Where the technical depth thins out
The course bills itself around DaVinci Resolve, and it does cover real ground there: tagging clips by shot type, filtering a media pool by those tags, stabilizing footage with the point tracker, dynamic zoom on 4K footage reframed for an HD timeline, and reformatting a 16:9 timeline into square and vertical crops for Instagram. But each of these moves fast, assuming the viewer already knows the software's basic navigation. Someone who has never opened Resolve will follow the concepts but likely need to pause and hunt for menus that go unexplained.
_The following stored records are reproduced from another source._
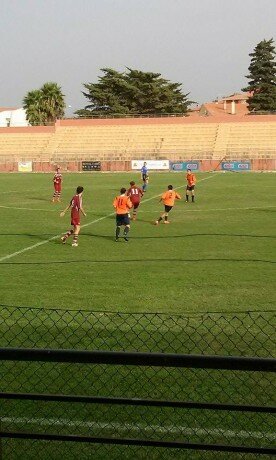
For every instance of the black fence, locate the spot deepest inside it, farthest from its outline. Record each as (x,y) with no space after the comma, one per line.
(160,403)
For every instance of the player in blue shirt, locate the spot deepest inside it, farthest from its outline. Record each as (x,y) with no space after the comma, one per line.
(144,176)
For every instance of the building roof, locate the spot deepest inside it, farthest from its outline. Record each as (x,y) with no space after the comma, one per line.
(7,109)
(236,97)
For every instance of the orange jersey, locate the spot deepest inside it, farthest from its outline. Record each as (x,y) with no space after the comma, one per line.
(169,197)
(191,179)
(122,204)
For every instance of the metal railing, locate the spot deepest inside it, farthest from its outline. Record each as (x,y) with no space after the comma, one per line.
(209,401)
(151,423)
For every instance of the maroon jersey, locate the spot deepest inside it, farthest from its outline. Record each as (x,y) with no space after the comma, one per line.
(57,178)
(76,204)
(135,194)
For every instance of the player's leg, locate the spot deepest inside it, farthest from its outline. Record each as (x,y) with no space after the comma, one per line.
(134,213)
(58,193)
(193,193)
(76,235)
(126,230)
(67,234)
(167,210)
(187,193)
(163,215)
(126,223)
(118,227)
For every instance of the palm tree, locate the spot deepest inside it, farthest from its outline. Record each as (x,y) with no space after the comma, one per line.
(32,105)
(52,101)
(43,106)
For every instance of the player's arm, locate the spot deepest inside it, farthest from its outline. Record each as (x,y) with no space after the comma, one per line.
(163,197)
(65,210)
(115,203)
(129,203)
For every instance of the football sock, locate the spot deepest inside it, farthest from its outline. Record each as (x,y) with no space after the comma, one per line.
(67,234)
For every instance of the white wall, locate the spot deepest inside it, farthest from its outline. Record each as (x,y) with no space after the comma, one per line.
(12,118)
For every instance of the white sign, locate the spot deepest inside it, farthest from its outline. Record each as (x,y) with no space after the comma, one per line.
(151,164)
(25,166)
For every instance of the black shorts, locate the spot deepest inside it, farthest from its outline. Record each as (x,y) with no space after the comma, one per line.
(122,219)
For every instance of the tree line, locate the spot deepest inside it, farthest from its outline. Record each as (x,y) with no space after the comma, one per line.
(134,92)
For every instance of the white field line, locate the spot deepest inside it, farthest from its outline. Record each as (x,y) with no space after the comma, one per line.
(217,209)
(138,427)
(33,246)
(175,210)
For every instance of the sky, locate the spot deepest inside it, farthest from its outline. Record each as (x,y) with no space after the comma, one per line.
(202,44)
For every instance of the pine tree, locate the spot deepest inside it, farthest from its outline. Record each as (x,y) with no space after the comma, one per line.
(262,78)
(133,93)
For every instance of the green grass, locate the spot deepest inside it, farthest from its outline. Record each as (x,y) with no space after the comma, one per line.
(216,254)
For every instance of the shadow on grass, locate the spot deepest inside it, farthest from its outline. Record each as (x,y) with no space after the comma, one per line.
(143,261)
(191,235)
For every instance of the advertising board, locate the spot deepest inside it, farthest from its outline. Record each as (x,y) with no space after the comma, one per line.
(235,166)
(91,165)
(25,166)
(151,164)
(184,165)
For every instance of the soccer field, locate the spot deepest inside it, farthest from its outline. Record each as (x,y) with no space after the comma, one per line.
(218,254)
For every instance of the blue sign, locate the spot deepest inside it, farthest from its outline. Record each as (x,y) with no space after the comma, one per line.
(184,165)
(235,166)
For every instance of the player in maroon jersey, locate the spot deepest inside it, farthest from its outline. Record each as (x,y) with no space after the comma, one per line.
(57,185)
(76,207)
(135,194)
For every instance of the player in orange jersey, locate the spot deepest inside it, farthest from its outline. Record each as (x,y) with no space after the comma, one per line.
(122,205)
(191,181)
(168,198)
(57,185)
(135,194)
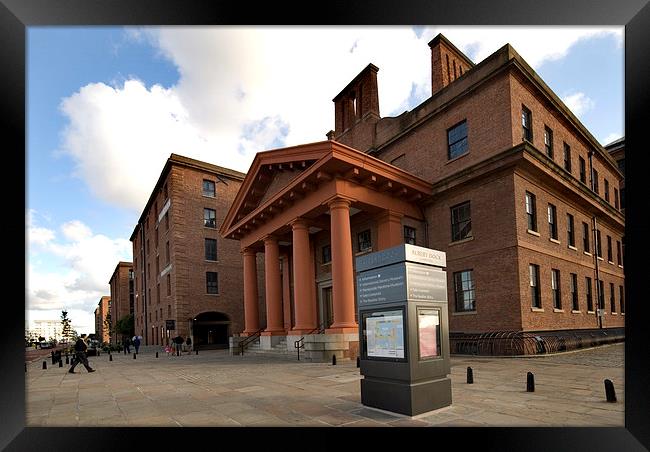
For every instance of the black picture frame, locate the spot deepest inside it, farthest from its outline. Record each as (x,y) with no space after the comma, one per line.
(16,15)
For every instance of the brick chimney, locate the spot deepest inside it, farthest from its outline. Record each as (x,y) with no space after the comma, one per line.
(447,63)
(358,102)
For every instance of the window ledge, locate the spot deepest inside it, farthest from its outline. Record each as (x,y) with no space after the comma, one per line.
(458,242)
(463,313)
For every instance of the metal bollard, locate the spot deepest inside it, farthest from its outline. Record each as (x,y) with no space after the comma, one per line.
(530,382)
(610,393)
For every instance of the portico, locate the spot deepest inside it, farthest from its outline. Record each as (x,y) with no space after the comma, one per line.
(294,197)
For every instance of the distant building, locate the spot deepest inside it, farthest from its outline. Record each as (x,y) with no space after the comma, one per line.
(185,273)
(122,293)
(101,312)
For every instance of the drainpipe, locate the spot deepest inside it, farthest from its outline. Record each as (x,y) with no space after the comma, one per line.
(595,229)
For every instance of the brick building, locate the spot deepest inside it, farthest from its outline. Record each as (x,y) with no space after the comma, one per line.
(122,293)
(184,271)
(493,169)
(101,312)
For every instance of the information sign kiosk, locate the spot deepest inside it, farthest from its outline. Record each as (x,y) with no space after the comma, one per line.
(403,329)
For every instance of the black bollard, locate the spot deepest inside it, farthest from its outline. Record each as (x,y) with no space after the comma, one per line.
(530,382)
(610,393)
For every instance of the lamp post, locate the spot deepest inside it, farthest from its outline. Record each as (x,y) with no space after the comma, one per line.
(596,248)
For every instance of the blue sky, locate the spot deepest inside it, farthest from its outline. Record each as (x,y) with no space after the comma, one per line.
(107,105)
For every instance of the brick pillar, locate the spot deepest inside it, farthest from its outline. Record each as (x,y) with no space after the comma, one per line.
(274,323)
(342,270)
(251,310)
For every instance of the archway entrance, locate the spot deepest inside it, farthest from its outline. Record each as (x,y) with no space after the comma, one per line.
(211,330)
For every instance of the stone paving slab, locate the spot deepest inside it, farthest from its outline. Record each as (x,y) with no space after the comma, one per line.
(215,389)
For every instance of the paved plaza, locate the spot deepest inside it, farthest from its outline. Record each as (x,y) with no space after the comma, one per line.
(217,389)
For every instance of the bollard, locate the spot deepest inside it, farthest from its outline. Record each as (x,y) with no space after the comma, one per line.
(530,382)
(610,393)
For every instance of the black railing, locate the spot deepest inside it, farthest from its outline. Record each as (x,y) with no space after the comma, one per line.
(517,343)
(300,343)
(249,340)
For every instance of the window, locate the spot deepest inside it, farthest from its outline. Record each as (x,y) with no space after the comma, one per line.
(464,291)
(327,254)
(531,212)
(590,301)
(457,140)
(609,249)
(527,124)
(209,218)
(210,249)
(571,239)
(583,171)
(208,188)
(534,286)
(574,292)
(567,157)
(364,242)
(409,235)
(461,222)
(621,296)
(552,221)
(548,142)
(212,282)
(601,294)
(555,287)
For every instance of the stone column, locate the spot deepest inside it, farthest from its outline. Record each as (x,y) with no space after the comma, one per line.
(251,309)
(389,230)
(302,277)
(274,322)
(342,270)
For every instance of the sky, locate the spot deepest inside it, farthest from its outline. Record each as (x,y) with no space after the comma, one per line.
(106,106)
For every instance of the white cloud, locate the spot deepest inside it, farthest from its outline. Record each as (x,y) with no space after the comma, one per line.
(578,103)
(283,78)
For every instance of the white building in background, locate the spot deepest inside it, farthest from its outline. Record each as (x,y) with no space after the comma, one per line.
(49,329)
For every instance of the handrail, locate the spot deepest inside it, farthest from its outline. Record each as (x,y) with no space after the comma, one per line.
(300,343)
(243,344)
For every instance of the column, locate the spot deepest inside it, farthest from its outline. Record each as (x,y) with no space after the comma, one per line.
(302,277)
(273,287)
(389,230)
(342,271)
(251,309)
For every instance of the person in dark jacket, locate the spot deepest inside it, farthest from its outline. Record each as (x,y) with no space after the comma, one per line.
(80,348)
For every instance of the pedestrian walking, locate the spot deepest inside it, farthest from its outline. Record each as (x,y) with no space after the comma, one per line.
(80,348)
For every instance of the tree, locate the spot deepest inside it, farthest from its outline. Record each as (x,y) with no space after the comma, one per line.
(66,333)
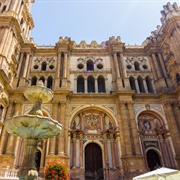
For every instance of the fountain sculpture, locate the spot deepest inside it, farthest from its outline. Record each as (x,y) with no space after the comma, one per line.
(33,127)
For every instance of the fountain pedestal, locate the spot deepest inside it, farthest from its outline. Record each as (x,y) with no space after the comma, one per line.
(33,127)
(29,157)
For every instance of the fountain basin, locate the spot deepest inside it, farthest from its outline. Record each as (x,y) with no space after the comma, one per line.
(33,126)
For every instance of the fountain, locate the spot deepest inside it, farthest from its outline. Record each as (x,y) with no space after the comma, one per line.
(33,127)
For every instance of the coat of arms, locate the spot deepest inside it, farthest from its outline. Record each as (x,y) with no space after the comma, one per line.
(92,121)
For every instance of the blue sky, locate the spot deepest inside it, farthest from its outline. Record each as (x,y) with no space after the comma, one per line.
(132,20)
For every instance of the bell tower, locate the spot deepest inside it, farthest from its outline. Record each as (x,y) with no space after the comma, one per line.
(16,22)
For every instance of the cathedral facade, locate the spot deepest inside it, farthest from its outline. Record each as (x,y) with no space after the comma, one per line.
(119,104)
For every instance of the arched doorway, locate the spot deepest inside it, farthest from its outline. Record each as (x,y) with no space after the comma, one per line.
(38,159)
(153,160)
(93,162)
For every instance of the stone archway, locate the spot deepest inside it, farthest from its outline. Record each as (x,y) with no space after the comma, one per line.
(153,159)
(93,162)
(38,159)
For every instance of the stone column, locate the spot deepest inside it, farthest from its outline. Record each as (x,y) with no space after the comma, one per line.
(29,65)
(58,69)
(11,138)
(26,65)
(116,64)
(5,34)
(81,151)
(118,77)
(65,65)
(125,128)
(9,45)
(135,136)
(20,64)
(75,85)
(85,84)
(112,151)
(156,66)
(173,127)
(177,113)
(113,72)
(61,135)
(137,86)
(52,144)
(74,151)
(161,140)
(170,150)
(105,148)
(145,86)
(96,85)
(123,65)
(64,79)
(118,145)
(162,64)
(152,83)
(152,67)
(4,134)
(6,42)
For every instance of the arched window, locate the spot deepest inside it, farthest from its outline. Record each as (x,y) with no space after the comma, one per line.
(22,65)
(91,86)
(136,66)
(49,82)
(149,85)
(34,81)
(132,83)
(90,65)
(43,67)
(42,79)
(1,111)
(80,84)
(141,86)
(153,160)
(101,84)
(178,78)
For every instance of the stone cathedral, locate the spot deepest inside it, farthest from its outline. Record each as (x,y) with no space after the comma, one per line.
(119,104)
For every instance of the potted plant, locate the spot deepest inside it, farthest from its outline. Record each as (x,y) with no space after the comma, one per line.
(56,171)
The color grading lesson is the clearest shortfall. Astrologo explains why grading matters, using blue-to-orange tonal shifts in his London video to track a mood arc from tension to warmth, then hands over a free LUT rather than walking through building a grade from scratch. Viewers get a preset, not a skill.
At 63 minutes across fifteen lessons, the pacing suits someone who wants the story logic more than software mastery. Editors already comfortable in their tool of choice will get the most from it. Those hoping for a from-scratch Resolve walkthrough should look elsewhere, or pair this with a dedicated software course.
The standout
The analog storyboarding method, using colored cards to map every location and story into a connected sequence before opening any editing software, is a genuinely transferable planning technique.
What you will learn
- How to structure footage capture around three-shot coverage (wide, medium, close-up) for any subject
- A concrete method for organizing raw clips into tagged bins by shot type and story before opening the timeline
- An analog pre-editing technique using colored sticky notes to map locations and stories into a sequence before touching software
- How to select music by mood, genre, and instrumentation matched to a location's actual culture, not just a track that sounds nice
- Editing rules for maintaining visual continuity: matching camera movement, framing, and screen position across cuts
- How to shoot in-camera transitions and stabilize or reframe footage in DaVinci Resolve, including exporting square and vertical crops for social platforms
Best for: Hobbyist and semi-pro travel shooters who already have footage and an editing tool and want a repeatable story-structuring process rather than software button-pushing.
Skip it if: Complete beginners looking for a step-by-step DaVinci Resolve tutorial, since the software walkthroughs are brief and assume prior editing fluency.